PC: The job itself becomes lonely. You're there making decision after decision, you're beholden to different stakeholders and higher-ups and you're trying to navigate this creative army toward a goal or target and can definitely become insulated in the job. I would say Zemeckis is spot on with that. You have to continue to push outside your comfort zone, whatever your routines are so can be energized in how you see people and the world and tell stories.
DW: It sounds like you have to be grounded in who you are and how you see the world.
DW: I feel like it's a broad playing field for filmmakers breaking in today. What do you wish you knew back in the day?
PC: Wow, that's a great question. Part one I think filmmakers of today where it always feels like "Get off my lawn" perspective, but I feel like they need to know the craft. The thing I was fortunate to have in my education is we had to do every part of the totem pole. We had to write, we had to edit, we had to shoot, we had to direct, we essentially became de facto production designers, costume designers because we were doing things during and after film school, without too many resources. You had to be the one to make sure the project happened. While I never became fluent in all those jobs, I got an education in what is required in a person in doing that job, so hopefully I got better communicating with them from the director's chair.
The things I wish I would've known are in the book, speaking to general principles how to view a career, and how to view the psychological and philosophical realities in an industry that's peppered with politics such as Hollywood. It's not just about being a great artist. It's about knowing how to filter that into this machine while still keeping your unique perspective and artistry.
DW: While navigating an industry. Your book covers everything. Were there any surprises in writing the book?
PC: I feel like the editing choices and what not to include. On one hand, I love reading books that speak to a personal narrative. I remember reading Sydney Lumet's book Making Movies when I was probably fifteen years old. I remember one section where they talk about going on a location scout in the diamond district and being met by the police because they were casing a joint for that film. Those kinds of books are very instructional to me because I take from the narrative what those principles are, but I also I know not everybody takes information that way, so I wanted to include things like how to budget, how to design a good meeting, how to quit as you begin your journey and find out what you're really most attracted to, finding the balance on how to thread both those needles, but I feel like it's accomplished both those needles. So it's anecdotal and has applicable tasks as you go forward.
DW: Your book perfectly complements that book. What's next for you?
PC: Right now I'm producing director a new Hulu show called Reasonable Doubt that is shooting now and it will hopefully be out in the fall. I have a pilot in Development at Showtime, and a couple of scripts I'm working on.
DW: So you're wearing a few different hats, I counted four.

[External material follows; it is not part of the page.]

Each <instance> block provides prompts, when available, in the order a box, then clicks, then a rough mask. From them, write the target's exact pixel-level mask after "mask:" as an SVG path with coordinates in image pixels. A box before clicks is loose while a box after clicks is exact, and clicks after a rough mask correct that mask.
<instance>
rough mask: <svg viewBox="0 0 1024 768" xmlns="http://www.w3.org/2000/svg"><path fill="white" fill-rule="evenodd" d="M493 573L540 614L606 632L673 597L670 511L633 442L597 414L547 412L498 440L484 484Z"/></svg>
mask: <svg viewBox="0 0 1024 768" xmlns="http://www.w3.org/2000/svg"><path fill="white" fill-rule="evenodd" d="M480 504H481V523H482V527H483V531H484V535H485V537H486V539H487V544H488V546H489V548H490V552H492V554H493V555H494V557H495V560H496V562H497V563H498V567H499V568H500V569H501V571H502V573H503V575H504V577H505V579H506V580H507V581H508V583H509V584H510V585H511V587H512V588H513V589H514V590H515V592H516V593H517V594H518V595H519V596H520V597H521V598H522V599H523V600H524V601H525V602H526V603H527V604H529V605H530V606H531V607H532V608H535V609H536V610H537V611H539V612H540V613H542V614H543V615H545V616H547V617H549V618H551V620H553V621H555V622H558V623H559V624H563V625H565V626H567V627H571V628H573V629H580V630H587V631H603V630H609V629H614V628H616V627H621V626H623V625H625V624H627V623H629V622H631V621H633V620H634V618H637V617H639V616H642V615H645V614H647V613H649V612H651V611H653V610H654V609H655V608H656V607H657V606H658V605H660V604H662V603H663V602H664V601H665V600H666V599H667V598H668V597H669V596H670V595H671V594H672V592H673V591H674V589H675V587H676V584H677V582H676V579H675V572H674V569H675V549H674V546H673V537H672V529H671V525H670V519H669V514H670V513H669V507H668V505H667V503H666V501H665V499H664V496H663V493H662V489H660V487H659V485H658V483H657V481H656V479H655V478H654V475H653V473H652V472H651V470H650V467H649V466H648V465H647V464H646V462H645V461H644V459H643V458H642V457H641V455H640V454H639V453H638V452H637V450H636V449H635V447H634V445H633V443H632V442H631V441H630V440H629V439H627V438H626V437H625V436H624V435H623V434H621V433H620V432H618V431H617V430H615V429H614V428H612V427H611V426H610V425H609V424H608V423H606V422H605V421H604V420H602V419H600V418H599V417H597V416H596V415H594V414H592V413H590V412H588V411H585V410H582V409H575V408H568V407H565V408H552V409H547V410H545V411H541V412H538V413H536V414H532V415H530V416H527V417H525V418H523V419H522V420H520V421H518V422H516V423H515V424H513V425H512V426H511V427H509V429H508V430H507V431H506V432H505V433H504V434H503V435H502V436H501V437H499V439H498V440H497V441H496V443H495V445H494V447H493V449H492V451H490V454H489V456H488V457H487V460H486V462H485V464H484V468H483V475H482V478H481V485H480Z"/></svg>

What's your favorite cinematic moment?
PC: I thought about this question, it's a good one. I looked within myself and thought the first moment I was directing TV and looking on the page, interpreting it, and crafting an approach. It was early on when I was directing, what would have been my third episode of television for a show called Grownish. It was the cold open on Episode 112, called Crew Love. There was a unique, interesting camera dance I did to communicate the feelings of the main character Zoe as she's trapped in a developing love triangle. I was proud of that, had to take ownership of that, had to be willing to fail, and I think it worked.